Se la Germania era considerata il verosimile benchmark d’Europa, ne consegue che, al pari della stessa nazione tedesca, le difficoltà evidenziate da quest’ultima, dovrebbero trovare concreta certezza anche sui valori dell’intero aggregato europeo. E a tale deduzione è giunta – inesorabile – venerdì la conferma attraverso la diffusione del medesimo dato sull’indice Pmi manifatturiero dell’Eurozona: 47,6 a marzo da 52,8 dello scorso febbraio. Un valore decisamente inferiore ed ancor più significativo se paragonato all’atteso 49,5. Anche per l’Eurozona si registra un rallentamento pari al minimo da sei anni.



Chris Williamson – Chief Business Economist di IHS Markit – ha commentato come «l’economia dell’Eurozona chiude il primo trimestre con il Pmi proiettato a segnare uno dei valori più bassi dal 2014. Il Pil del primo trimestre è probabilmente aumentato di un modesto 0,2%. La ripresa di febbraio, dopo la protesta dei gilet gialli, ha già perso il suo slancio e desta preoccupazione la condizione del settore manifatturiero». Una nota che deve far riflettere sia sul piano governativo dei singoli paesi, sia sull’azione economica intrapresa da quest’ultimi. E proprio sul fronte economico – lo stesso Williamson – continua la propria analisi: «Gli indici che anticipano le tendenze (ottimismo e lavoro inevaso) suggeriscono che nel secondo trimestre la crescita potrebbe indebolirsi ancora. Un numero sempre più elevato di aziende sta cambiando approccio in merito alle assunzioni e probabilmente sta riconsiderando i piani di investimento. Ulteriori perdite di vigore del Pil durante il secondo trimestre solleverebbero dubbi sulla reale capacità di una crescita economica superiore all’1% nel 2019».

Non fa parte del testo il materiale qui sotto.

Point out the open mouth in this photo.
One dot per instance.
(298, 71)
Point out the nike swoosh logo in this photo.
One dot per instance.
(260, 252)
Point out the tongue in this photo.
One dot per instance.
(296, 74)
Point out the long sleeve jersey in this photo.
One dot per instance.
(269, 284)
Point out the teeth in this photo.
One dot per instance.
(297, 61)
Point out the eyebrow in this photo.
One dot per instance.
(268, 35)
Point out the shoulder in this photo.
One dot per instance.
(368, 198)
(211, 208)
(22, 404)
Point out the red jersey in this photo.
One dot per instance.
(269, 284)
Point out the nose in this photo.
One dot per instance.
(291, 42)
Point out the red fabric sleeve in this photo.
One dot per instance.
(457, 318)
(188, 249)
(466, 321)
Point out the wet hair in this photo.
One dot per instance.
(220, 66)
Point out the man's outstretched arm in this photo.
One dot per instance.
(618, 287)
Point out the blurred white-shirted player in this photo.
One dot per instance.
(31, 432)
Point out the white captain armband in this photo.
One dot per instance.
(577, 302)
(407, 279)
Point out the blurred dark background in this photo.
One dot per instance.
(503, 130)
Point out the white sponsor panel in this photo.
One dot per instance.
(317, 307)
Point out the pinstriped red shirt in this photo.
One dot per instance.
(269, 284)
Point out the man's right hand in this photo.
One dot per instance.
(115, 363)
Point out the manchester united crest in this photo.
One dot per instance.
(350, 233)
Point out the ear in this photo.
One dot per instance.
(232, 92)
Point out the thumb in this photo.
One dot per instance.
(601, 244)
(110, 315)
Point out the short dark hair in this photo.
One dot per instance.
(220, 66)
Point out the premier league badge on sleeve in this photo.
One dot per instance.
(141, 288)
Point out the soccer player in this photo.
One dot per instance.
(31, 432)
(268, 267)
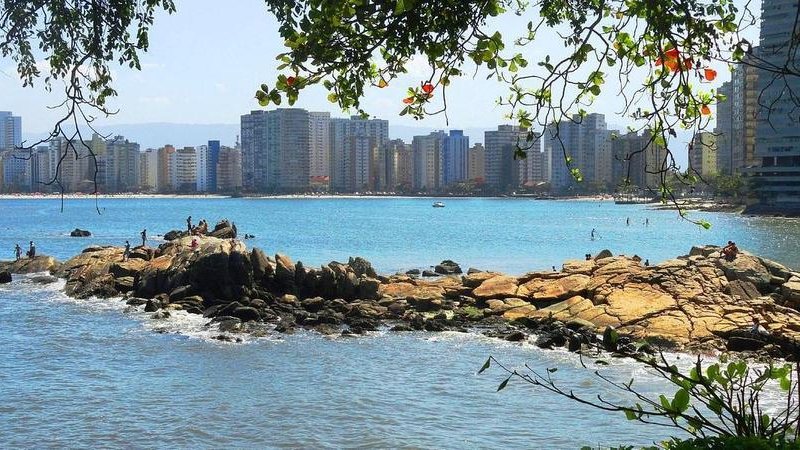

Uno scenario che, se corredato da un’incertezza politica a fronte dell’esito dalle prossime elezioni politiche europee, lascerebbe scoperto il fianco a inevitabili conseguenze negative; le agenzie di rating – di fatto – hanno già preannunciato possibili sviluppi e la stessa Fitch – nei confronti della nostra Italia – si è già portata avanti con i propri compiti rivedendo (al ribasso) la stima del Pil a +0,1% per il 2019 (rispetto al precedente +1,1% di tre mesi fa) e un “modesto” +0,5% per il 2020.

Il prossimo trimestre sarà decisivo per chi sarà in corsa: per alcuni sarà necessario oltrepassare il traguardo accontentandosi di un mero piazzamento sul podio, per altri (in molti), conterà l’aver solo partecipato.